Тишина переулка оказалась обманчивой; её нарушали лишь шёпот моросящего дождя и отдалённый гул мегаполиса. Победа в хакерском марафоне оставила на губах Светы едва уловимую тень улыбки.
«Щенки. Думают, кодировка на уровне госбанка — это надёжный заслон. Наша защита “Прометея” сожрала бы их живьём, даже не поперхнувшись.»
Она привычным движением натянула капюшон, превращаясь в безымянный оранжевый силуэт ночи. В кармане худи лежала щепка с выигрышем — солидная сумма, которой хватило бы на пару месяцев техно-апгрейдов для Кеши.
«Настя, конечно, устроит истерику. Опять. Но, чёрт... видеть ворка за терминалом, который когтями клацает по клавишам... Это дорогого стоит.»
— Эй, оранжевая! Не спеши так! — грубый, сиплый голос прорезал сырую мглу, вынырнув из глубины переулка.
Света замерла, не оборачиваясь. Мысли пронеслись с привычной, вымуштрованной скоростью:
«Двое. Сзади. Метрах в десяти. И один — впереди, у выхода из переулка. Блокируют оба пути.»
— Чего, красотка, совсем одна? — произнёс тот, что шёл на неё спереди, постукивая костяшками по металлической бите — почти игрушечной на фоне его ладони, увенчанной дешевыми кибер-усилителями.
«Значит так. Драться — не вариант. Пойду на того, что впереди, ближе к выходу. Сделаю вид, что прорываюсь, потом резко в сторону — между ним и стеной. Они неуклюжие, в узком пространстве запутаются. Потом — бежать. Пускай догоняют.»
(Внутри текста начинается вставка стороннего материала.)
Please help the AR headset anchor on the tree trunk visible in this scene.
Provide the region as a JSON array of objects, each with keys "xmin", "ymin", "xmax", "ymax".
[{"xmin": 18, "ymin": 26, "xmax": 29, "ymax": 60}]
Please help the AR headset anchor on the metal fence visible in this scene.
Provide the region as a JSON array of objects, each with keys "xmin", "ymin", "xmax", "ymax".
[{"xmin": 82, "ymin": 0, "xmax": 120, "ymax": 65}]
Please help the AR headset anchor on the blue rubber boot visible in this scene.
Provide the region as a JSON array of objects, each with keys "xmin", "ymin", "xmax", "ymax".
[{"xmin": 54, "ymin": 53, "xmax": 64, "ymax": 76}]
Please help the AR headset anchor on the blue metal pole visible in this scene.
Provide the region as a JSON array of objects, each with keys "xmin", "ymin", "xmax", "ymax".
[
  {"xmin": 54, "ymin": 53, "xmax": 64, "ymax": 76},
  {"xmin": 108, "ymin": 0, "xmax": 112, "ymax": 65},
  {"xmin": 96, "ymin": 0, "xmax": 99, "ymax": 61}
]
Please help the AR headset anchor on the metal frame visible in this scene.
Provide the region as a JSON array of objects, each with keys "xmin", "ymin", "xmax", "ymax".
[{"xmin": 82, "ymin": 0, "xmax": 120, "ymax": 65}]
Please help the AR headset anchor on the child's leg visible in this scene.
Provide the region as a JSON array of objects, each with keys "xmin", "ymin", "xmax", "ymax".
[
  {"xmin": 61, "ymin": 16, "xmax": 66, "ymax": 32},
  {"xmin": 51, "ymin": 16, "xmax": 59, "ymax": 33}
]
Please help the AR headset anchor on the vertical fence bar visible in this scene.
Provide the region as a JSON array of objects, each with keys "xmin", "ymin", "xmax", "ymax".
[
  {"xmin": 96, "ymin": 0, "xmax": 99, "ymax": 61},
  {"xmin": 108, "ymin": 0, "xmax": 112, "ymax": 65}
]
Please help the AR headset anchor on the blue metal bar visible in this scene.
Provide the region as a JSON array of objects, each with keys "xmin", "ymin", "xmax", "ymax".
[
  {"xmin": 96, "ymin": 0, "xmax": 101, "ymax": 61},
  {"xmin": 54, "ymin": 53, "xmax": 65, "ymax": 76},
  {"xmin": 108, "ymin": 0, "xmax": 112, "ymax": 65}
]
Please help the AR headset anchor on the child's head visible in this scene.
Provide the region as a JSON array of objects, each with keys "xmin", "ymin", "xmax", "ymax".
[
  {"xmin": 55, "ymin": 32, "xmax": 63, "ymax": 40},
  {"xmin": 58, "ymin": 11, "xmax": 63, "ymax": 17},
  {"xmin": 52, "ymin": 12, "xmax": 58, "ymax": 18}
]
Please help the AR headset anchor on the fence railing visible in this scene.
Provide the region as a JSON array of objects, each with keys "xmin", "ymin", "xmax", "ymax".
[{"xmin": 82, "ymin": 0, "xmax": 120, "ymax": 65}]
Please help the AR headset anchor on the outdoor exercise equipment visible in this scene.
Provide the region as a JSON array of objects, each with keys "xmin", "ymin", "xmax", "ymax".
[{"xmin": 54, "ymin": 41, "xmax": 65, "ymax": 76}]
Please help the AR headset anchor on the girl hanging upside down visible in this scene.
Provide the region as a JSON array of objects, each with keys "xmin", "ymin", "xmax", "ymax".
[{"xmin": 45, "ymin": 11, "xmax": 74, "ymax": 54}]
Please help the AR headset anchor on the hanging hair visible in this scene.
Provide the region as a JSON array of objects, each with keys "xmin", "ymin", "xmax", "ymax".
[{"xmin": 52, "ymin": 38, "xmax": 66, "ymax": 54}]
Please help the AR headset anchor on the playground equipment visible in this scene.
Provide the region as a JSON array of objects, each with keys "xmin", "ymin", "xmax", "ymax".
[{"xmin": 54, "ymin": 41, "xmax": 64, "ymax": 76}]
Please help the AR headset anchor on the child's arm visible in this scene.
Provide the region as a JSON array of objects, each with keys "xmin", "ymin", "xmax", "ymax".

— Спасибо, парни, программа знакомств у меня на сегодня перевыполнена, — бросила она. Голос звучал на удивление ровно, адреналин растекался по венам, как жидкий азот. Света шагнула вперёд — навстречу фигуре, перекрывавшей выход.
— Да мы не знакомиться! Купи нам пару ящиков пива — и гуляй себе на здоровье, — вновь раздался голос за спиной, с той показной «дружелюбностью», что пахнет хуже прямой угрозы.
— Ага-ага, ты ж вроде при бабле, — поддакнул напарник. Света почувствовала, как её собственный выдох превратился в белое облачко на фоне их тяжёлого, учащённого дыхания.
«Всё. Хватит. План “Б”. Рывок. Сейчас.»
И она рванула — прямо вперёд, на того, что стоял у выхода. Три быстрых, отточенных шага. Она уже почти проскочила, чувствуя, как воздух свистит в ушах... Как бита ударила её по затылку.
Мир перевернулся. Но не от удара. Нет — от чего-то иного. Все звуки разом оборвались, словно кто-то выдернул штекер из розетки мироздания. Свет фонарей, грязное небо, силуэты громил — всё поплыло, закрутилось и… погасло. Не в глазах. Вокруг.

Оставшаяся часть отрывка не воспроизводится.